As the World Wide Web continues exploding across the technology scene, it may seem impossible to keep track of myriad new protocols, standards, and applications. The World Wide Web Consortium is chartered to help members understand the forces behind these developments and to lead the way to further innovation -- and theWorld Wide Web Journalis your direct connection to its work. Every quarter, the W3J provides timely, in-depth coverage of W3C's activities as well as independently referreed papers from around the world.
Issue 3 is a reflection on "The Web After Five Years": how millions of users later, today's Web is still trying to capture the small-scale, collaborative vision of its earliest incarnations while also posing unprecedented challenges as a commercial, mass medium.

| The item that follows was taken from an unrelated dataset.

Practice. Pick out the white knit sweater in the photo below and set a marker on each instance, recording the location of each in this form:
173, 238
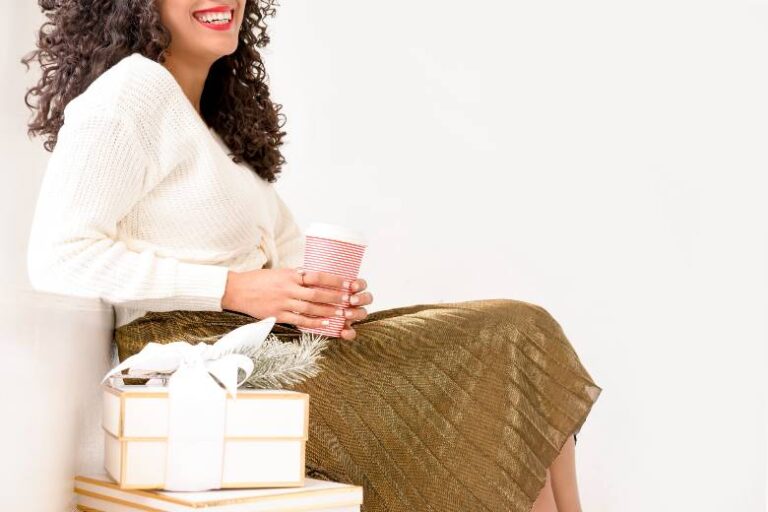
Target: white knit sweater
142, 207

In an interview with Tim Berners-Lee, the inventor of the Web and Director of the W3C, we learn that the Web was built to be an interactive, intercreative, two-way medium from the beginning. At the opposite scale, as a mass medium, are urgent questions about the Web's size, character, and users. These issues are addressed in selections from the MIT/W3C Workshop on Web Demographics and Internet Survey Methodology, along with commerce-related papers selected from the Fifth International World Wide Web Conference, which took place from May 6-10 in Paris.
Other contributions include technical proposals from the W3C, lively debates on the size of the Web, the impact of advertising on caching, and ethical guidelines for using such data.
This issue also marks a reinauguration of the W3 Journal itself, with a new editor and an expanded structure. The first part contains a log of the wide-ranging activities of the Consortium, profiles of the researchers and developers behind the scenes, and interviews with experts in the field. The second section is called "W3C Reports," and includes the latest technical reports, standards, and papers from the W3 Consortium, including its Workshops and Working Groups. Finally, a reknowned editorial board will referee contributions to the third section, "Technical Papers," an independent academic forum for the latest in web-related research.